Había sentido fuertes deseos de beber alcohol de forma intermitente desde que me senté pero de repente ese deseo se hizo irresistible. La idea de la Coca-Cola me daba náuseas. Esta vez pedí un ginger ale. Danny Boy seguía al teléfono cuando la camarera nos trajo las bebidas. Colocó el refresco delante de mí y el vodka en el sitio de Danny Boy. Allí sentado me esforzaba por no mirar el vaso de vodka, pero no podía mirar otra cosa. Esperé a que Danny Boy volviera a la mesa y vaciara su maldito vaso.

Respiré lentamente, sorbiendo mi refresco y sujetando mis manos para que no volaran al vodka. Finalmente volvió a la mesa.

—Tenía yo razón —anunció—. Mañana por la noche estará en el Garden.

—¿Los Knicks ya están de vuelta? —pregunté—. Creía que aún seguían de gira.

—No en el estadio principal. Creo que hay un concierto de rock. Chance irá a la pelea el viernes por la noche en el Felt Forum —contestó.

—¿Va siempre? —pregunté.

—No siempre, pero hay un peso wélter llamado Kid Bascomb; está comenzando y Chance tiene interés en él.

—¿Ha invertido en él?

—Puede. O puede que sea un interés puramente intelectual. ¿Qué te hace sonreír?

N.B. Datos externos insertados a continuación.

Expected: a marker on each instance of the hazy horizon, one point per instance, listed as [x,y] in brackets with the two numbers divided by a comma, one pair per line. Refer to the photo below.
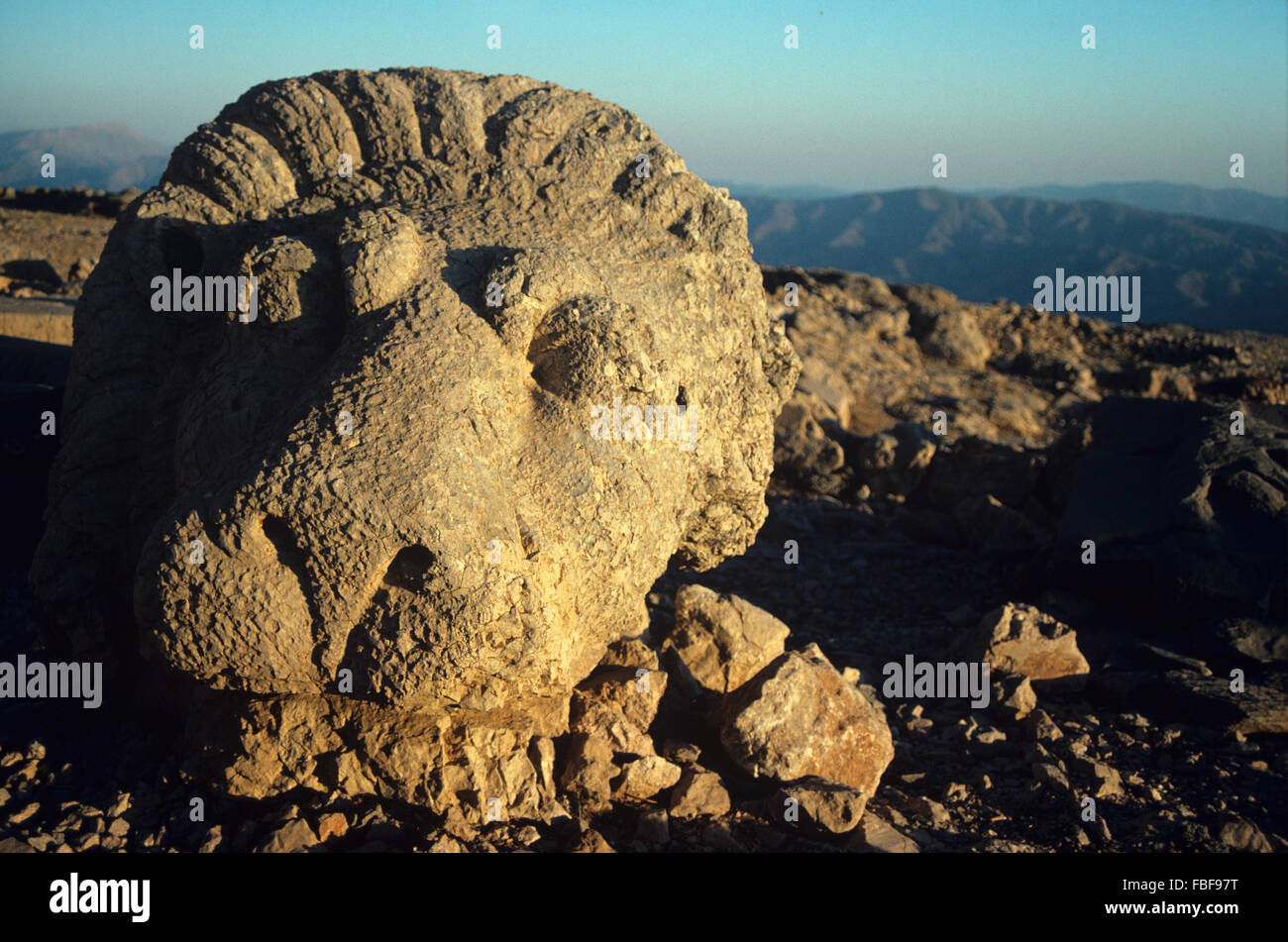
[1006,93]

—La idea de que un chulo pueda tener un interés intelectual en la carrera de un peso wélter.

—Tú no conoces a Chance.

—No.

—Él no es como los demás.

—Comienzo a creérmelo.

—De cualquier forma el hecho de que Kid Bascomb pelee mañana no asegura que Chance vaya a estar allí. Pero es probable. Si quieres hablarle, te costará el precio de una entrada.

—¿Cómo haré para reconocerlo?

—¿Nunca lo has visto? No, es verdad, acabas de decírmelo. Lo reconocerás cuando lo veas.

—No podré hacerlo entre una multitud enfervorizada. Y menos cuando la mitad de los espectadores son chulos y jugadores —contesté.

—Esa conversación que vas a tener con Chance —preguntó tras reflexionar un momento—, ¿le va a hacer enfadar mucho?

—Espero que no.

—Es que suele tener problemas con la gente que le señala con el dedo.

—No veo por qué.

—Entonces, Matt, te va a costar el precio de dos entradas. Ya puedes estar contento de que sea una velada en el Forum y no un combate en el ring del Garden. Las mejores localidades no te costarán más de diez o doce dólares, quince como máximo. Nuestras entradas saldrán como mucho por treinta.

—¿Vienes conmigo?

—¿Por qué no? Treinta por las entradas y cincuenta por el tiempo que pierdo. ¿Crees que tu bolsillo lo soportará?

—Puede, si es que vale la pena.

—Siento que tenga que pedirte el dinero. Si se tratase de un espectáculo de atletismo no te pediría ni un centavo. Pero, consuélate, te hubiera pedido cien dólares por un partido de hockey.

—Así que, después de todo, estoy de suerte. ¿Te veo allí?

—En la entrada. A las nueve, así tendremos tiempo de sobra, ¿no te parece?

—Perfecto —confirmó.

—Trataré de llevar algo llamativo —dijo—, así no tendrás problemas para encontrarme.